Today, there were huge cumulus clouds in the hazy sky, and Stella felt the sultry dampness in the air; it was already frizzing her hair. Everything at Cake House was faintly wet, the blankets and the carpeting. All night long, Stella had heard the peepers on the shore and the whisper of reeds. She’d remembered that her science teacher at the Rabbit School had told the class that a cloud was a floating lake. Just think of it: all that water contained above rooftops and trees, a lake above our heads. Stella had lain in her bed, with its sodden bedsheets, trying her best to sleep in her new room. She had not been given her mother’s bedroom, but instead she slept in an alcove on the second floor, dusty, closed off for years, but with a pretty view of the lake. Still, with all those peepers calling, it had been impossible to doze off. At a little after midnight, Stella had gone downstairs, to the phone in the parlor, where she’d called Juliet Aronson.

“I can’t believe I’m here,” Stella had whispered to her friend. She was curled up on a musty love seat; the upholstery was so damp, the grosgrain fabric had turned green.

“I can’t believe you left without telling me.” Juliet had abandonment issues on a good day; she was very up front about that. “I was in a panic looking for you the next morning. How could you leave like that?”

“It wasn’t exactly my idea. It was my mother’s. What does she think she’s protecting me from?”

“Life,” Juliet had murmured.

This indeed was the reason that Jenny had directed Elinor Sparrow to rid the house of any current newspapers. Poor Stella hadn’t a clue as to what was happening in regard to the murder case. So it was Juliet who now read aloud from the articles in the
Boston Herald
and the
Boston Globe
. Both referred to Will Avery as a suspect. Stella didn’t like the way those words made her feel, as if anything might happen next. As though she might lose her father and not get him back. Such things happened, even in the most stable of lives. Stella’s mother had been three years younger than Stella was right now when she’d lost her father, hadn’t she? She might have been in this very room when she heard the news. She might have been looking out the same window, listening to the twittering of the peepers, unable to sleep.
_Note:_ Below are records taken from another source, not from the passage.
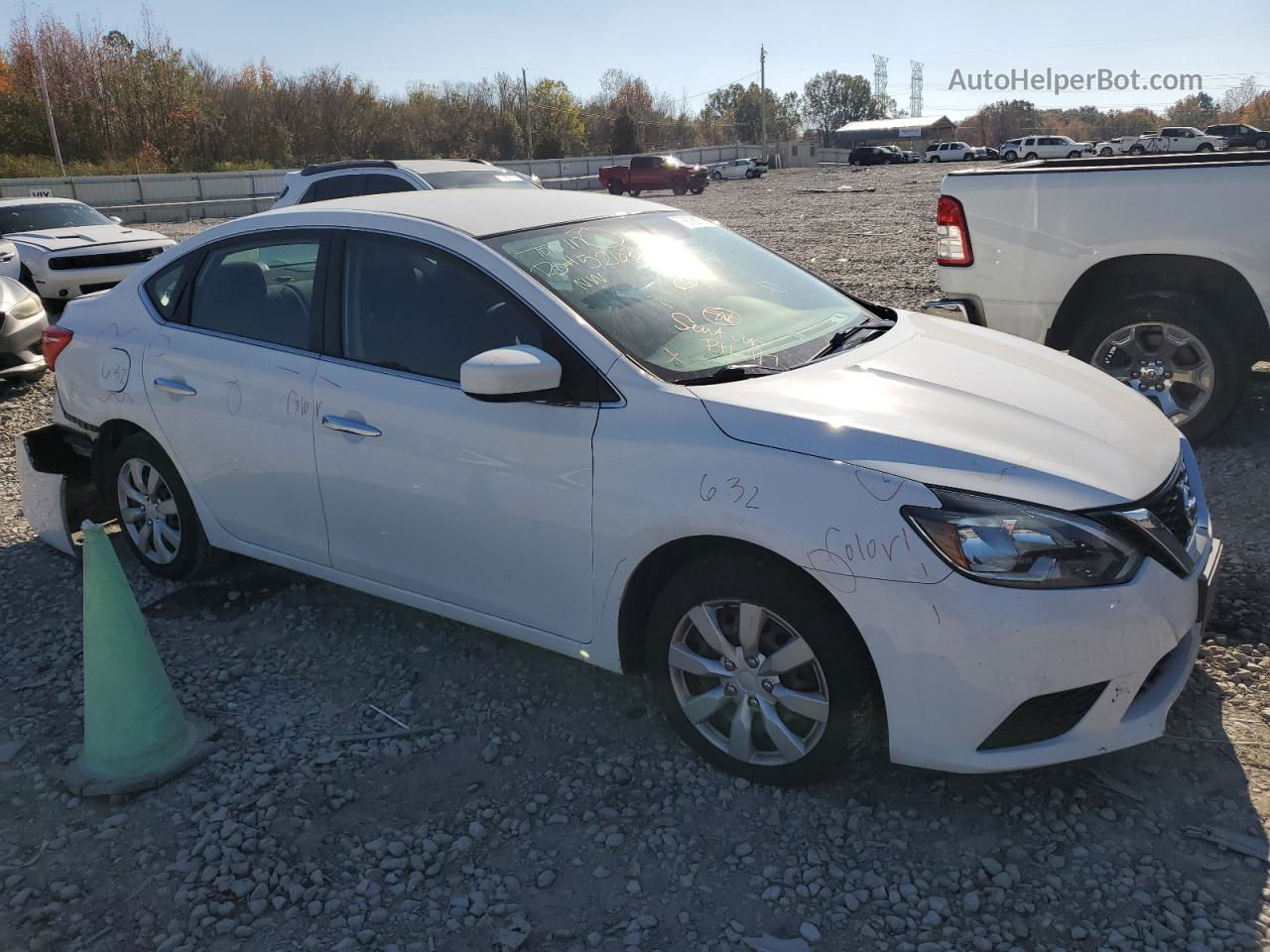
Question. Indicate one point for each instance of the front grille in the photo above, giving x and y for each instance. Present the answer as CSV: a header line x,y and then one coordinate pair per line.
x,y
1044,717
1173,504
108,259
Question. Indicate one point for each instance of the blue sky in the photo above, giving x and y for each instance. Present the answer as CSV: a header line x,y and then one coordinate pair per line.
x,y
397,44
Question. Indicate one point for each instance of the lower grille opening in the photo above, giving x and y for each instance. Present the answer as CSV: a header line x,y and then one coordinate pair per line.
x,y
1044,717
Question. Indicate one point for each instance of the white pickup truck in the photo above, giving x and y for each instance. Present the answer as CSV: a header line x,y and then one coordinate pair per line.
x,y
1155,270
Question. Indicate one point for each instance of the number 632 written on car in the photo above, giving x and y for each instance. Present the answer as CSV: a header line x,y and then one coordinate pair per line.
x,y
729,489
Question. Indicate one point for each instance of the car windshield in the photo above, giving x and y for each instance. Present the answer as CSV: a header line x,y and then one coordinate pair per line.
x,y
49,214
477,178
683,296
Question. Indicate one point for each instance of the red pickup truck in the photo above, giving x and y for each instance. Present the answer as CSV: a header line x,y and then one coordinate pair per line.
x,y
649,172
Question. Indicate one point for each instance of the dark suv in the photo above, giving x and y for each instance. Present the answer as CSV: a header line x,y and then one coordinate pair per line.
x,y
873,155
1239,134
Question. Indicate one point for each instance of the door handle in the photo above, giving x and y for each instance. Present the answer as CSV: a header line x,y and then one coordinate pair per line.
x,y
357,428
175,386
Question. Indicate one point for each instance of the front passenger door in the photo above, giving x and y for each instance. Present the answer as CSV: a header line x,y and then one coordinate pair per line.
x,y
483,506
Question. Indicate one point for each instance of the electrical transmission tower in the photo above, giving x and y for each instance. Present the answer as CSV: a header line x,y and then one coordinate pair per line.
x,y
879,76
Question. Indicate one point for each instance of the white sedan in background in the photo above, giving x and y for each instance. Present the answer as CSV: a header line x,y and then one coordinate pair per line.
x,y
738,169
624,433
66,249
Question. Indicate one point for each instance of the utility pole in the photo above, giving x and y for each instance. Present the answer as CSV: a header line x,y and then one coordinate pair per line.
x,y
762,91
529,116
49,114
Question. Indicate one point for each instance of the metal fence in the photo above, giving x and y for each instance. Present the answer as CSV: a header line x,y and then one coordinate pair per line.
x,y
227,194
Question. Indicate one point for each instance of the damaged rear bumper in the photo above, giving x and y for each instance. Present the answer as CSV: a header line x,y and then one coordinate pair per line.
x,y
55,475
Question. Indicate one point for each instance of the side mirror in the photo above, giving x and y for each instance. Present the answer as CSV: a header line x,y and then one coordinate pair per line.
x,y
507,373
From where she sat on the love seat, Stella could see the branches of the forsythia outside, glowing in the dark. Beyond that it was pitch, nothing but shadows and trees.
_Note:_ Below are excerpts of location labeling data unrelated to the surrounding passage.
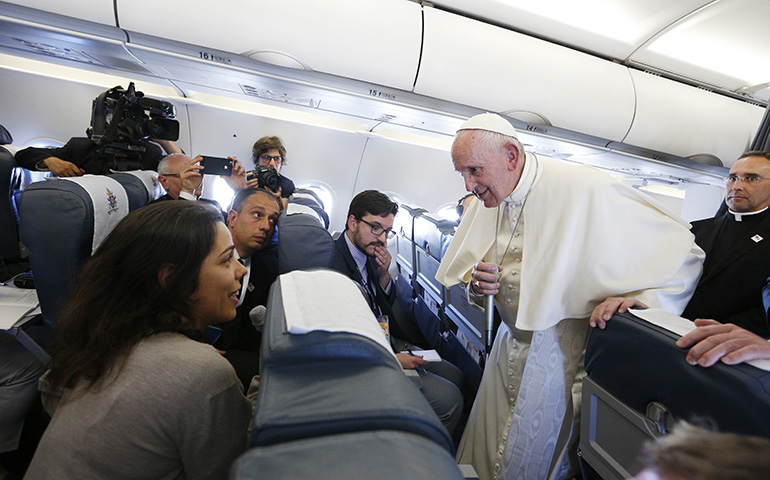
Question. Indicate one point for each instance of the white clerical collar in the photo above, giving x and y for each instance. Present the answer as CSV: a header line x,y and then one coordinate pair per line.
x,y
739,215
527,180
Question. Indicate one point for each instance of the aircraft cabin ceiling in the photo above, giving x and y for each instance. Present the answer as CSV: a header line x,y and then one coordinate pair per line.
x,y
718,43
626,81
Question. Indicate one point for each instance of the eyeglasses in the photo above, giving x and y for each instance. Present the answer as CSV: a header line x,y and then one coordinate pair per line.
x,y
747,179
268,158
377,230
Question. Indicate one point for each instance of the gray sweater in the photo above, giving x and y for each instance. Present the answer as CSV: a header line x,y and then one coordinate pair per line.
x,y
175,411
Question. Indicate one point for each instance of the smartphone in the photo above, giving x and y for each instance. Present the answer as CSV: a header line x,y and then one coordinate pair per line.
x,y
216,166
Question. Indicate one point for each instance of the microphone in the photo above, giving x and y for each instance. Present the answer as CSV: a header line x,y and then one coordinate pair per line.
x,y
257,315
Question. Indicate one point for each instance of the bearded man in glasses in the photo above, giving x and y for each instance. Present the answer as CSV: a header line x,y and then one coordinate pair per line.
x,y
270,152
737,246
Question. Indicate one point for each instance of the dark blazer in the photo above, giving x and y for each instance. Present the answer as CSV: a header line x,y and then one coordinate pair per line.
x,y
730,288
401,320
78,150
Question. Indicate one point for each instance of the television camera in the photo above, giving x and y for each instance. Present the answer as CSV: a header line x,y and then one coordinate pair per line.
x,y
122,120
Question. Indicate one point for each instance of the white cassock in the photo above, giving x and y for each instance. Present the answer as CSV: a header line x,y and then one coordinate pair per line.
x,y
580,236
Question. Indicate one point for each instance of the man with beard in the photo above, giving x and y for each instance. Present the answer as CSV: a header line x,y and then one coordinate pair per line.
x,y
361,253
251,221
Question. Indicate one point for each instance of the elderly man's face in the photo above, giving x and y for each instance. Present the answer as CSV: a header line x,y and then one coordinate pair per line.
x,y
171,180
748,196
490,175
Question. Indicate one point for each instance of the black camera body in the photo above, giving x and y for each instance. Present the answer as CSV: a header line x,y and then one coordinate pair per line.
x,y
126,118
121,124
267,177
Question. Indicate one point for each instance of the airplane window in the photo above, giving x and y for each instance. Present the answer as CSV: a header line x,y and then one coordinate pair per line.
x,y
221,192
324,193
44,142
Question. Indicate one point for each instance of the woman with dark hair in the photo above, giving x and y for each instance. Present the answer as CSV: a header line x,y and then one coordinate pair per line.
x,y
270,152
142,398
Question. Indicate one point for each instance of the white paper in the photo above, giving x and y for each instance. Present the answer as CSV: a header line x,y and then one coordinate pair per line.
x,y
429,355
16,303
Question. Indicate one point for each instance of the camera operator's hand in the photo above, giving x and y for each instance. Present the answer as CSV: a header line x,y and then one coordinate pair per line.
x,y
191,176
237,179
63,168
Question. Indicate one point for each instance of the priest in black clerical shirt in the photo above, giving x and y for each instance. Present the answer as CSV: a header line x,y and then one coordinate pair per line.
x,y
737,246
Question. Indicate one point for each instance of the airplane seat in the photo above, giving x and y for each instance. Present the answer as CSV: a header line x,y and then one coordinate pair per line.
x,y
638,385
307,197
9,228
62,221
142,187
373,455
339,376
305,242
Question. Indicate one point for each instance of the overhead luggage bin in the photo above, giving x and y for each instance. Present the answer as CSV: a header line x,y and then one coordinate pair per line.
x,y
488,67
379,44
682,120
722,44
99,11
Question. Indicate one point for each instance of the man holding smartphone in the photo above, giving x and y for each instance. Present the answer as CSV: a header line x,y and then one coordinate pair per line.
x,y
181,176
270,152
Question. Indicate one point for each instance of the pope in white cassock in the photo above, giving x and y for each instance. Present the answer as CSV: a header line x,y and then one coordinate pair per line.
x,y
551,241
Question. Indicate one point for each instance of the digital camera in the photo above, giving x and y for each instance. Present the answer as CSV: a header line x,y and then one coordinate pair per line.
x,y
126,118
267,177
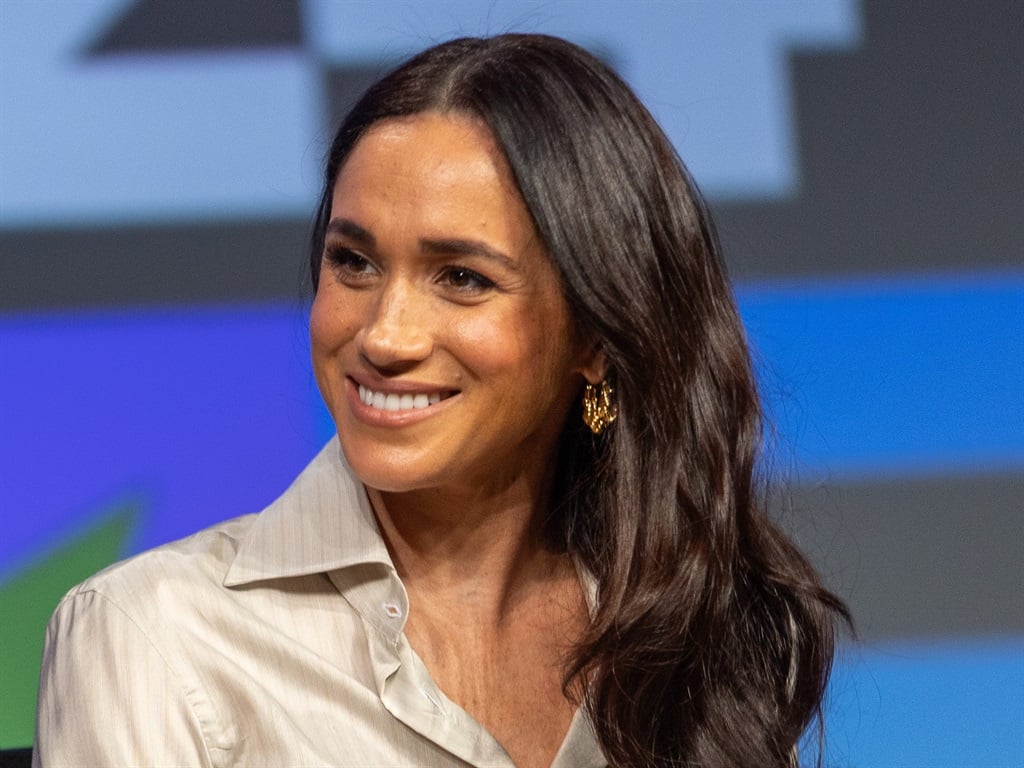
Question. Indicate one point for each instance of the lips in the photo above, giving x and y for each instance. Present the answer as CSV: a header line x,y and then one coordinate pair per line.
x,y
394,401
“Are people at school talking about me?”

“You can’t think about that kind of stuff. But, trust me, there are a lot of words that rhyme with jail. They’re all idiots at school, Stella. You know that.”

“Right.” Stella was relieved she didn’t have to deal with her classmates. Maybe in Unity people would be kinder. In fact, they might not know about her father’s current situation; they might treat her as though she were an ordinary girl, an unremarkable individual who lived down the lane with her grandmother. An average ninth-grader who had troubles with math but loved science; a loyal friend,
a good listener, whose best feature was her long blond hair. “If I wasn’t worrying so much about my father, I’d actually be glad to be here. Away from my mother. Away from all the Hillary Endicotts of the world. Free.”

“Free to do what?” Juliet had asked. She was a city girl, through and through. “Wander through the woods?”

“There’s a town, Juliet. This isn’t the outback. We have stores.”

“Is there a shoe store?”

“Not that I’ve seen,” Stella admitted.

“In my opinion, any location without a shoe store is not a town. It’s the countryside. Yuck.”

N
OW
, on her way to school, Stella was traversing the muddy lane, a thoroughfare so narrow the branches of hawthorns and lindens met overhead to create a dark tunnel. She admitted to herself that Juliet was right, yet again. It was the countryside, no horns honking, no traffic, no one else on the road. It was desolate, really, for a girl used to Beacon Street and Commonwealth Avenue. Stella shook the bell on her birthday bracelet; she tried whistling a tune, but she didn’t feel any more secure. Starting a new school was never easy, and she actually had the chills when she reached the end of the lane, where it turned onto the paved road of Lockhart Avenue. She noticed a wooden post on the corner onto which someone had nailed a hand-printed sign, black paint scrawled on the wood:
DEAD HORSE LANE.
Oh, lovely. A countryside filled with deceased animals.